Les plus sensibles ? Les phases de modifications intenses de notre système endocrinien : l’adolescence et toute la période avant 2-3 ans. Y compris notre vie fœtale, de nombreux PE passant la barrière du placenta.
Les dégâts in utero peuvent être lourds au moment du développement des gonades (ovaires et testicules), particulièrement pour la fertilité féminine : notre stock d’ovocyte se constitue alors pour toute la vie.
D’où l’importance de se méfier de tous les PE et les éviter dès que possible !
échapper à tous les perturbateurs endocriniens ? mission impossible !
Déjà parce qu’ils sont partout ! Air, eaux, sols, nous avons réussi à tout contaminer. Nous sommes forcément exposé·e·s au quotidien, dès que nous touchons des objets, nous habillons, mangeons, prenons soin de notre peau. Ou respirons, tout simplement !
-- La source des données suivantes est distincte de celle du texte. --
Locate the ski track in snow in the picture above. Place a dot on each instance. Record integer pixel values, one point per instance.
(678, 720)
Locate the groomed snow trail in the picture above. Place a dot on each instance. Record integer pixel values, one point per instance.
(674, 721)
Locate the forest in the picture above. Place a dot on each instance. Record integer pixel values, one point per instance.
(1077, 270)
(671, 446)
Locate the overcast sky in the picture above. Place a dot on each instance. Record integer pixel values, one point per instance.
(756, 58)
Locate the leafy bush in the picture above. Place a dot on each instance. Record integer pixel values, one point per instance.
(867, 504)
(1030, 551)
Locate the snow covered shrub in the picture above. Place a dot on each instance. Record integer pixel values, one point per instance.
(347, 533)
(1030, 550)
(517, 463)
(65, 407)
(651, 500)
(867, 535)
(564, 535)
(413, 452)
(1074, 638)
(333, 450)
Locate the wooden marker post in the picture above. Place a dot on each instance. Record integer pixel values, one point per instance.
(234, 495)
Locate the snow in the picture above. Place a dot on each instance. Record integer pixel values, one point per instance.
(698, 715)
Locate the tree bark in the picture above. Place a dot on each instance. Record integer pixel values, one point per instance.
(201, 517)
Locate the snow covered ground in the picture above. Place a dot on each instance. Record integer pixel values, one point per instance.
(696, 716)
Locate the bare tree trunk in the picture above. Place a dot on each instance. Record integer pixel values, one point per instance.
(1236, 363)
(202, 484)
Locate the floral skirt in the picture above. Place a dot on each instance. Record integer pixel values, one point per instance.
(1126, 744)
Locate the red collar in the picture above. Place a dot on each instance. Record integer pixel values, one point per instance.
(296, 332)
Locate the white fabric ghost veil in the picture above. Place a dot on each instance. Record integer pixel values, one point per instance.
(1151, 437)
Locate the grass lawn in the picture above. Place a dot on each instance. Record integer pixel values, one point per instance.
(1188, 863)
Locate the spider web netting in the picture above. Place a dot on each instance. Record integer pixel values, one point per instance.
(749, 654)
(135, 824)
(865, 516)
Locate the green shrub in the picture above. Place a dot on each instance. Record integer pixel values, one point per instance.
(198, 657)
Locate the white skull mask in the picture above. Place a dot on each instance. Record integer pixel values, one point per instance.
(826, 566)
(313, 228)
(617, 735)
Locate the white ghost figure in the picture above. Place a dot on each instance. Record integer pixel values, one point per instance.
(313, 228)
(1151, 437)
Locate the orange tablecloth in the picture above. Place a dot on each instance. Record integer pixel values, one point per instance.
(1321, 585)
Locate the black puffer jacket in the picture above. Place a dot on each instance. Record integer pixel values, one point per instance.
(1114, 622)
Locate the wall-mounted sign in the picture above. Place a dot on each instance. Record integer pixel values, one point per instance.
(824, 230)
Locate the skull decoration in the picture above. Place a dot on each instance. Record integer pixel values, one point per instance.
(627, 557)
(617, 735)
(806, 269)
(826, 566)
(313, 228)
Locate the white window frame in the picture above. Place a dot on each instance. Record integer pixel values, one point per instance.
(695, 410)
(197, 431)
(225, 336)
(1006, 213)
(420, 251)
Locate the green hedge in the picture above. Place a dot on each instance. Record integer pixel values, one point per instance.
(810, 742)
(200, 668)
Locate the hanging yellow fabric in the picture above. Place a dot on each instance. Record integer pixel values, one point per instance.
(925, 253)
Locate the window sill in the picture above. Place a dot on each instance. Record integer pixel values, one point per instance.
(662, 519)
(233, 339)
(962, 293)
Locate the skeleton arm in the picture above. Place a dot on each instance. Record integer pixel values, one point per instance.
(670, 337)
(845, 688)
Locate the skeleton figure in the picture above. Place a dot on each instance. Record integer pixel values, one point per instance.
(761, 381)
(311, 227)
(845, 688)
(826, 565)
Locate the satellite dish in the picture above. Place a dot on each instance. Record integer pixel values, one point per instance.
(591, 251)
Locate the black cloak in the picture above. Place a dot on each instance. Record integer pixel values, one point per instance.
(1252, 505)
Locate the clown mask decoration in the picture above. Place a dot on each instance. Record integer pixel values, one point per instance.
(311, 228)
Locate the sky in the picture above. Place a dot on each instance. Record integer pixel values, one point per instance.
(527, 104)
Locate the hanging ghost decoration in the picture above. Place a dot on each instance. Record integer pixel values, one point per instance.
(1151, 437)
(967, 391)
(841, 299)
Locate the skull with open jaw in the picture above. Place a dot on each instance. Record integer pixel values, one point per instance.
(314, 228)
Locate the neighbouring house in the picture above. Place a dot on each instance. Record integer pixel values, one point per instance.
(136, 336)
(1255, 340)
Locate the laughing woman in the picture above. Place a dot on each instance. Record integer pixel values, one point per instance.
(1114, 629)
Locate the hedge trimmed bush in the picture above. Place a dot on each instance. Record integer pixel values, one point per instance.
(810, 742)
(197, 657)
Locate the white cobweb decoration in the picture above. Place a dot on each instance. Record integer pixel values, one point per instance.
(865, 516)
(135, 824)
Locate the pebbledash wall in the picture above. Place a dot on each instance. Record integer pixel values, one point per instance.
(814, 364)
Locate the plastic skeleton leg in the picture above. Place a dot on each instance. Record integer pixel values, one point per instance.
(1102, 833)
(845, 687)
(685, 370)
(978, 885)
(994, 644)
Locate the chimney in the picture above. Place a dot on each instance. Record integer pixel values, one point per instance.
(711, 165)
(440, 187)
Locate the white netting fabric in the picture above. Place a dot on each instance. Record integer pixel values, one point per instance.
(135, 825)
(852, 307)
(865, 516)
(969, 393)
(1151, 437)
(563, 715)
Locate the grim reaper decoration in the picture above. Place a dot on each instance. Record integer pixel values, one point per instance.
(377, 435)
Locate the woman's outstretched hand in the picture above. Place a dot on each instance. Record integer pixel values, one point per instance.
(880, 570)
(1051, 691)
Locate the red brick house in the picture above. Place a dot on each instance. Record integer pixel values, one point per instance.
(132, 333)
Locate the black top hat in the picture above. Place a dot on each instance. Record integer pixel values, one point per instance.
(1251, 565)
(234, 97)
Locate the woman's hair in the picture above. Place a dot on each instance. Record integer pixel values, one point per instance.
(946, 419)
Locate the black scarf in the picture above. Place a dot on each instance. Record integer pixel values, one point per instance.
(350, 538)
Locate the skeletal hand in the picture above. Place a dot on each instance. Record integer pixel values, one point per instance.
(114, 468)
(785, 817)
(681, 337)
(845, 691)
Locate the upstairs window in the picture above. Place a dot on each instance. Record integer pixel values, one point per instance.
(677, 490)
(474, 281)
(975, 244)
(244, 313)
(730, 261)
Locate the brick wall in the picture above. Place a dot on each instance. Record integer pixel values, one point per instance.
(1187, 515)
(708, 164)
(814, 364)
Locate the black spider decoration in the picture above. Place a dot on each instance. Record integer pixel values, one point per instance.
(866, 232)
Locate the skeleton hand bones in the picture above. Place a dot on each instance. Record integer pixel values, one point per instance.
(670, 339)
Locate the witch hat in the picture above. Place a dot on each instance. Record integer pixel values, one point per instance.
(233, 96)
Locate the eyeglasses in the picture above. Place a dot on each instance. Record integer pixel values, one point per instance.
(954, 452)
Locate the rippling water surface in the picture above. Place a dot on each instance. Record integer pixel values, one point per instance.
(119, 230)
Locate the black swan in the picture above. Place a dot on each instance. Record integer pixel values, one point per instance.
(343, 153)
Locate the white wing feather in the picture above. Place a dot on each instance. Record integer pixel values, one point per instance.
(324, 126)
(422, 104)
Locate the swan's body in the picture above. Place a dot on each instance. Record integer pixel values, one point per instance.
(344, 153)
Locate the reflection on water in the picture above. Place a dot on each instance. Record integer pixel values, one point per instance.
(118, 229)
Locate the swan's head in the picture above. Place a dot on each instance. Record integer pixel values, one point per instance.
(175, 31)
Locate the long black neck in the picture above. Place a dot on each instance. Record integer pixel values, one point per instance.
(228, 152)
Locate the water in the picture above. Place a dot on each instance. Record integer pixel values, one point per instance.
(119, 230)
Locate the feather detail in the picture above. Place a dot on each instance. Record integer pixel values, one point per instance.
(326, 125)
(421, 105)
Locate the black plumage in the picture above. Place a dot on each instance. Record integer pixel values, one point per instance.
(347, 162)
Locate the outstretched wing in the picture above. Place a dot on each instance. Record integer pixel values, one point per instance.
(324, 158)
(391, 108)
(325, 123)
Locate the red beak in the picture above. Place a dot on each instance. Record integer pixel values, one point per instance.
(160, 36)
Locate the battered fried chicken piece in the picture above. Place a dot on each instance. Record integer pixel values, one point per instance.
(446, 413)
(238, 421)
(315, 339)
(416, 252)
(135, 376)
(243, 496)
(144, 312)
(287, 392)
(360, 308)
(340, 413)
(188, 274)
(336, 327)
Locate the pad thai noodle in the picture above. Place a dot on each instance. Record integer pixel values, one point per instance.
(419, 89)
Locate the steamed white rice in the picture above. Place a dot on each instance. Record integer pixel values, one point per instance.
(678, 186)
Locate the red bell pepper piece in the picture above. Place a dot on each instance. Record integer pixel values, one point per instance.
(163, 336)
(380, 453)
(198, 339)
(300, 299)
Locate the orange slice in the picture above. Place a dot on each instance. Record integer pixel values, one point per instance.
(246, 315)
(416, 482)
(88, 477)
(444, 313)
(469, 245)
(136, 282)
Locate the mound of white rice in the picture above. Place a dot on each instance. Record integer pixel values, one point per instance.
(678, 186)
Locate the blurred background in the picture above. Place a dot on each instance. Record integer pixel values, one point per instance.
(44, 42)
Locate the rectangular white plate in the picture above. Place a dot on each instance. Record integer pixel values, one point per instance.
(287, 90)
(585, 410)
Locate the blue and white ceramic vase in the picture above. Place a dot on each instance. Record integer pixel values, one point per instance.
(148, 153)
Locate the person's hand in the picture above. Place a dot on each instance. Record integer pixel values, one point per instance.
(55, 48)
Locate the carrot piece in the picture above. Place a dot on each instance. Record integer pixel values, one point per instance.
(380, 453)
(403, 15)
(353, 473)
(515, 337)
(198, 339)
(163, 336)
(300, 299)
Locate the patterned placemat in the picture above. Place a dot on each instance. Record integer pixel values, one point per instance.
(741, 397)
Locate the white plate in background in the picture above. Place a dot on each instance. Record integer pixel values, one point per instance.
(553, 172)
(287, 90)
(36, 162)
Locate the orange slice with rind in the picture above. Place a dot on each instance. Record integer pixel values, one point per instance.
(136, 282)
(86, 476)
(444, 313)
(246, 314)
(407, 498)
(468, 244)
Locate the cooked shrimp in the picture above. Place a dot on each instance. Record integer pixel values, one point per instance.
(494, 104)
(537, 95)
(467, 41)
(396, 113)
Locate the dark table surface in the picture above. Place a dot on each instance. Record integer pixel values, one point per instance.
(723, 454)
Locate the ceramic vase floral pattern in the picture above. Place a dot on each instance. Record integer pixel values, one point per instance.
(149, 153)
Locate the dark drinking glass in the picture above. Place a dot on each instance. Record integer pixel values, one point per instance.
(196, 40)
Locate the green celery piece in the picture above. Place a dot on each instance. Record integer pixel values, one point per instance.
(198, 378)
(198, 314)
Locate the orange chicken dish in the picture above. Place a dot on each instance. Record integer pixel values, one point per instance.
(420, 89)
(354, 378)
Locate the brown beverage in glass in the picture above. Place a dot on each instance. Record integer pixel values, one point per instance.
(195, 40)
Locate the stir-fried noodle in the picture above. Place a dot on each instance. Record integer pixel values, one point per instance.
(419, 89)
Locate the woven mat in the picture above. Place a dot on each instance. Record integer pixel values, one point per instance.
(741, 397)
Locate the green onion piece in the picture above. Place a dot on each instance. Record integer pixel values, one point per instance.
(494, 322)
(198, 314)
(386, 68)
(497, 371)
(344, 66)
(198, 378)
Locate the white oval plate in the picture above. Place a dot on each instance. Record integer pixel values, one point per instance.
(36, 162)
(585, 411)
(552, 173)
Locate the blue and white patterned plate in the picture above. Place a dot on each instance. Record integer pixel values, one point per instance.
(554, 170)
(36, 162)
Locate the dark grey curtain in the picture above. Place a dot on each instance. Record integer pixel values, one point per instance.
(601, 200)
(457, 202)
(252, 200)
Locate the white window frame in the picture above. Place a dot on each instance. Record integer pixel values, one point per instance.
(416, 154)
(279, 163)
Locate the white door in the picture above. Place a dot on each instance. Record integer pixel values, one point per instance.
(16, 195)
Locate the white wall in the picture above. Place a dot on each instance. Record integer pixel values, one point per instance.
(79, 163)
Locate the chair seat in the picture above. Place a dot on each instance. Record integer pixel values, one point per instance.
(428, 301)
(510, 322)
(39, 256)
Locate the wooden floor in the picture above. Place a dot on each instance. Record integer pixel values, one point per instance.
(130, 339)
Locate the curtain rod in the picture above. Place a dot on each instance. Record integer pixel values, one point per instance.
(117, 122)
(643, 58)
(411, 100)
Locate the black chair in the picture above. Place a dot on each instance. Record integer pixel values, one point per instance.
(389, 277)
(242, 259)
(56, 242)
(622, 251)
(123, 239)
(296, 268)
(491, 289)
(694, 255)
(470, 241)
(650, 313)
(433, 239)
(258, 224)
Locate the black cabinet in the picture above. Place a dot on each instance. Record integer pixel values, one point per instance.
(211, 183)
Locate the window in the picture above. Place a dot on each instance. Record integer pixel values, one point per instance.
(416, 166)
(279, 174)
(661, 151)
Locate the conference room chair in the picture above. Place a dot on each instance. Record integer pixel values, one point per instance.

Dans ce contexte, les études sont complexes et nous sommes loin de tout savoir sur eux… Plus de 1000 perturbateurs endocriniens ? Oui, mais nous ne les avons pas tous identifiés.
Pas plus que les effets cocktail et liens de cause à effet qui se manifestent parfois des dizaines d’années après exposition sans laisser de traces dans l’organisme. Et sont parfois héréditaires : les PE ingérés par les parents influent sur la santé du bébé à naître… et celle de ses futurs enfants ! L’explication ? L’épigénétique. Tout notre environnement (alimentation, pollution, hygiène de vie…) peut modifier notre ADN, le comportement et les caractéristiques de nos cellules… dès la production des gamètes de nos parents (autrement dit dès la vie in utero de nos mères 🤯). Et se transmettre.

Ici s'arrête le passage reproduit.